Venu se réfugier au pays de la Téranga, il a fait sa déposition. Et c’est devant un juge sénégalais que Paul Mwilambwe a livré son témoignage en 2015. Son espoir a commencé à fondre. Pis, il se sent aujourd’hui, encore en danger dans son exil forcé où il espérait profiter de la compétence universelle de la justice sénégalaise pour attester de ce qu’il a vu devant un tribunal indépendant. Mais à Dakar, la justice traîne. Et pour le témoin oculaire de l’affaire Chebeya, l’attente de son procès s’est transformée en angoisse, a confié P. Mwilambwe, à Tv5.
D’après son conseil, Me Domingo Dieng, avocat au barreau de Dakar, Paul Mwilambwe ne se sent plus en sécurité. Il est contraint de se cacher, de déménager tous les quatre à six mois. Son client, confie-t-il, dit se sentir ‘’menacé d’enlèvement, de tentative d’assassinat et reste sur ses gardes 24 h/ 24’’.

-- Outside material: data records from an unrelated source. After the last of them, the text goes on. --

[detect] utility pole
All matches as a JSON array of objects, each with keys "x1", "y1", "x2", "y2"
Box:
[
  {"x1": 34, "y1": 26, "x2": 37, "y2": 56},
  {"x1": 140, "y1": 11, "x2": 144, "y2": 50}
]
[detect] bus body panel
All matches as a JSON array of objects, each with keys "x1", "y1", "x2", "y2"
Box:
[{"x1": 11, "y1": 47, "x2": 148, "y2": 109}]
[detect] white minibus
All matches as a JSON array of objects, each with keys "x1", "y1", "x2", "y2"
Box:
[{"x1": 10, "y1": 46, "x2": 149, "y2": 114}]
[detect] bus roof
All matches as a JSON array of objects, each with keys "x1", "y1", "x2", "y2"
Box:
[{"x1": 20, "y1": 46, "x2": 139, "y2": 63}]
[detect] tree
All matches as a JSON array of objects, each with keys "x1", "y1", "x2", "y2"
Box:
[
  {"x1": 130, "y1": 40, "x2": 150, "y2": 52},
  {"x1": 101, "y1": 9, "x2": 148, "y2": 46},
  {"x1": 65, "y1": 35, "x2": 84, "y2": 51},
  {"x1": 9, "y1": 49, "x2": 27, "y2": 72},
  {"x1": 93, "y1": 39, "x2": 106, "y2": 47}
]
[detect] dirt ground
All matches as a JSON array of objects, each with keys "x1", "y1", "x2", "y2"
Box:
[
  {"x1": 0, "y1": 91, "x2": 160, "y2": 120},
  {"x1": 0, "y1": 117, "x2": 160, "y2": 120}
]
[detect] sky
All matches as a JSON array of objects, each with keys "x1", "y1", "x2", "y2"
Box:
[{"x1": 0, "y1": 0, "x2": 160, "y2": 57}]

Aujourd’hui, la situation lui est favorable. Pour cause, 9 ans après l’assassinat de Floribert Chebeya et autant de temps passé en exil au Sénégal, son pays d’accueil où il assure ne plus se sentir en sécurité, le témoin clé de cette affaire d’État voit dans le changement de pouvoir en Rdc, l’opportunité de dire sa vérité. Il estime que l’élection de Félix Tshisekedi, à la tête du pays permettrait la tenue d’un procès équitable en Rdc. Il demande son extradition pour être jugé dans son pays. Un vœu qui lui est cher. Surtout que depuis 2014, au Sénégal où il séjourne, une procédure est en cours, après une plainte contre lui déposée par des familles des deux victimes. Lesquelles le prennent pour protagoniste présumé de ce double assassinat.